More experimentation is needed to understand the following:

Bonus Content

Training Time Lapse Videos

You can view compiled time-lapse animations/videos of the scene learning for any of the presented experiments by clicking the red buttons near the captions. This is applicable for Figures 3, 4 and 5 above. The button below toggles visibility for all of them.

3D Rendered Scene

For the transformer architecture of 2 layers and 32 heads, Scene 106 (the dove scene) was rendered in 3D using Pyglet, and exported as a HTML file rendered with threejs. It can be viewed here.

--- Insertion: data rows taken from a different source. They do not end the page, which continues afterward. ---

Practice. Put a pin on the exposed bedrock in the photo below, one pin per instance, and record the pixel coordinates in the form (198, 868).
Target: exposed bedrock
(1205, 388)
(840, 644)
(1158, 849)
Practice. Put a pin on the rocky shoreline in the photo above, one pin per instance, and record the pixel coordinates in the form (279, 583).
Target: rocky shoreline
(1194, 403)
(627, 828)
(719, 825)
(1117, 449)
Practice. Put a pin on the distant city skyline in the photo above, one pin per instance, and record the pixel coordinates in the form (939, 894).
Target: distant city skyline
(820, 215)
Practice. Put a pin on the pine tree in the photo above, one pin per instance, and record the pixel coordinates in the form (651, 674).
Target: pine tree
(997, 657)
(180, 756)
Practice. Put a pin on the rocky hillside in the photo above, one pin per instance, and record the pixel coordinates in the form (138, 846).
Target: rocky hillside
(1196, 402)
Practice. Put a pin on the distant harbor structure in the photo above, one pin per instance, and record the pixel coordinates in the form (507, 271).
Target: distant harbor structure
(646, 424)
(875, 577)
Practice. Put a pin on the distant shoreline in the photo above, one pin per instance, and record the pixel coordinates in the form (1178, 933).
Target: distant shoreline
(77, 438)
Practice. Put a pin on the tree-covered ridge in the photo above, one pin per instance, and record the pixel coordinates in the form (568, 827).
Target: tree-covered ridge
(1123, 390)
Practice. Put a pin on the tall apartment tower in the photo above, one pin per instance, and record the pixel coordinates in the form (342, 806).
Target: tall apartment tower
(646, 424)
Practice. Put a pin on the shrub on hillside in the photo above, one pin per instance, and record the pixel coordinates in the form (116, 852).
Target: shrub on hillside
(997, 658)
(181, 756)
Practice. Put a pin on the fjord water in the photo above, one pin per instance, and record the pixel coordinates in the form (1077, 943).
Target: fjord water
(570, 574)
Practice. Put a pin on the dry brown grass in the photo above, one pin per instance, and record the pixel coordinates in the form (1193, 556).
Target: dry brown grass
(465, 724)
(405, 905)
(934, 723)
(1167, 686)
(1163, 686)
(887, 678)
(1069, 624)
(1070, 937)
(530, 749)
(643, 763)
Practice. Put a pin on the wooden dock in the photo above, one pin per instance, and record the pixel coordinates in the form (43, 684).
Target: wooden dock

Unfortunately, the 3D rendering of the scene is not very good, with some errors along the rays. This could be due to the model not being fine-tuned, or the model not being trained for long enough (we have trained for less than half the number of iterations that SRF used in their model).

References

  1. Chibane, Julian, et al. 'Stereo Radiance Fields (SRF): Learning View Synthesis from Sparse Views of Novel Scenes'. IEEE Conference on Computer Vision and Pattern Recognition (CVPR), IEEE, 2021.
  2. Mildenhall, Ben, et al. 'NeRF: Representing Scenes as Neural Radiance Fields for View Synthesis'. CoRR, vol. abs/2003.08934, 2020, https://arxiv.org/abs/2003.08934.
  3. Reizenstein, Jeremy, et al. "Common objects in 3d: Large-scale learning and evaluation of real-life 3d category reconstruction." Proceedings of the IEEE/CVF International Conference on Computer Vision. 2021.
  4. Ranftl, René, Alexey Bochkovskiy, and Vladlen Koltun. "Vision transformers for dense prediction." Proceedings of the IEEE/CVF International Conference on Computer Vision. 2021.
  5. Jensen, Rasmus, et al. "Large scale multi-view stereopsis evaluation." Proceedings of the IEEE conference on computer vision and pattern recognition. 2014.